La tragedia llamó a la puerta de la casa de la familia Berrio-Arellano, ubicada en el número 1 de la calle Donantes de la localidad toledana de Mocejón. El día 1 de febrero por la mañana comenzó a arder la casa familiar con dos de las hijas del matrimonio compuesto por Cayetano y María del Carmen en su interior (Sandra de 21 y Gema de 16), además de el hijo de la mayor de ellas, Héctor, de tan solo dos años de vida. La desgracia pudo haber sido aún mayor si María del Carmen no se hubiera acercado hasta su casa antes de ir al polígono de la localidad donde iba a dejar los cartones recogidos de diferentes supermercados y establecimientos del municipio. La suerte quiso que llegara antes que las llamas y el humo invadieran la parte superior de la casa donde estaban durmiendo sus dos hijas y su nieto.
Gema no había ido ese día al instituto toledano donde estudia. Estaba enferma. Su madre había llevado a sus otras tres hermanas pequeñas (María del Carmen de 11, Esther de 9 y Rosario de 8 al colegio de Olías del Rey) y se había quedado con su hermana mayor y el hijo de ésta. Tras ir al médico, se volvieron a la cama, en el piso de arriba de la casa, una especie de cámara de las casas antiguas restaurada como dormitorio. Sobre las diez de la mañana la madre regresó a la casa, para llamarlas para que fueran realizando algunas tareas. Al llegar, vio que algo no iba bien. El humo se veía salir desde la puerta y al acceder al salón de la casa un fogonazo se le vino encima. No le sucedió nada. Llamaba a sus hijas nerviosa "bajad, bajad". El salón estaba en llamas, el humo se extendía por las habitaciones del piso de abajo y pudieron salir a la calle, donde fueron auxiliadas por sus vecinos. Había ardido todo por una estufa de leña. La fortuna quiso que no se produjeran daños personales, aunque la casa ha quedado afectada en su totalidad, salvo la habitación superior.
María del Carmen relata a este diario con las lágrimas en los ojos lo que sucedió. «Cuando abrí el picaporte de la puerta del salón me reventó». Su marido había ido a varear la aceituna a una finca donde les permiten recogerla para poder seguir adelante con toda la familia, ya que ninguno de los cuatro miembros mayores de edad tiene trabajo. Su yerno no se encontraba en el domicilio en ese momento y sus otras hijas estaban en el colegio. Como ella se encontraba recogiendo cartón llevó a su marido a la varea y prosiguió con su ruta de recogida para dejarlo todo en el polígono de Mocejón.
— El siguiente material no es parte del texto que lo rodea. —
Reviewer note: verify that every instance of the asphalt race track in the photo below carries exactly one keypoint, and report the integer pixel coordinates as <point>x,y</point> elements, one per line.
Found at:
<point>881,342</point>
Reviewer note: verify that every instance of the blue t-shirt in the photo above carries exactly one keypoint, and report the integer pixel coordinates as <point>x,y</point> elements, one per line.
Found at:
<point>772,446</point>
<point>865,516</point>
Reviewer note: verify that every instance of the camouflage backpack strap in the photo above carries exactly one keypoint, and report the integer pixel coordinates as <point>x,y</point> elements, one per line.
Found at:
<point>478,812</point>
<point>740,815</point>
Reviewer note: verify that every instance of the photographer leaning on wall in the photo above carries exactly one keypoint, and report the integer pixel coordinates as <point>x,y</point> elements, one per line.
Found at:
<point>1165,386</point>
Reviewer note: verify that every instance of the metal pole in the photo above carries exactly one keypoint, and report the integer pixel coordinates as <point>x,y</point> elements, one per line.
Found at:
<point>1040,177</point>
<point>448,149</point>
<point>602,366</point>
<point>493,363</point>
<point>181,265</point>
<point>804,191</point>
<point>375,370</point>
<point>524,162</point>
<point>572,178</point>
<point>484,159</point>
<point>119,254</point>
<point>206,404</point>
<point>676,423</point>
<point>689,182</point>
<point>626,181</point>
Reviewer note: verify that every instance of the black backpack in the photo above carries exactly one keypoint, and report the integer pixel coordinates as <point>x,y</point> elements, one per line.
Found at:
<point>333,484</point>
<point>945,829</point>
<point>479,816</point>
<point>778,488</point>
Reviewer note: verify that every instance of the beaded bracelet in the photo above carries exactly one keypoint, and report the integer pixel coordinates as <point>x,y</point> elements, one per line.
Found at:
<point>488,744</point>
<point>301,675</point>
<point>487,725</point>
Tras el incendio, esta familia de nueve miembros con cuatro menores, está saliendo adelante gracias a familiares, vecinos, el Ayuntamiento, la ONG Mensajeros de la Paz y quienes se han volcado tras perder prácticamente todos sus enseres personales.
«No tenemos nada, no tenemos ningún recuerdo», lamenta María del Carmen, aunque le alivia saber que sigue estando junto a su marido, sus cinco hijas y su nieto.
«Soy una madre muy luchadora, no me gusta pedir nada a nadie, no me gusta que me den nada. Procuro sacarlo yo todo adelante. Cuando ya lo pido es que me veo muy apurada. Si no tengo para calentarme no me caliento y le digo a mis hijas que se tapen con una manta», dice.
Y es que este suceso podría no haber sucedido si en vez de leña en una estufa hubieran tenido calefacción. Los radiadores no funcionaban hace días dado a que se habían quedado sin dinero para poder llenar el depósito de gasoil. Fueron a la empresa que desde hace quince años se lo proporcionan, pero como no iban a poder pagarlo hasta el día 10 de febrero, cuando recibiera su paga María del Carmen, tuvieron que frenar el frío comprando una estufa de leña. Era nueva, adquirida hacía solo cinco días y la causante del incendio.
«Si no llego a ir a mi casa y me voy al polígono hubiera sido más grave», se lamenta María del Carmen, quien acompañada de su familia, agradece a todo el mundo lo que están haciendo por ellos.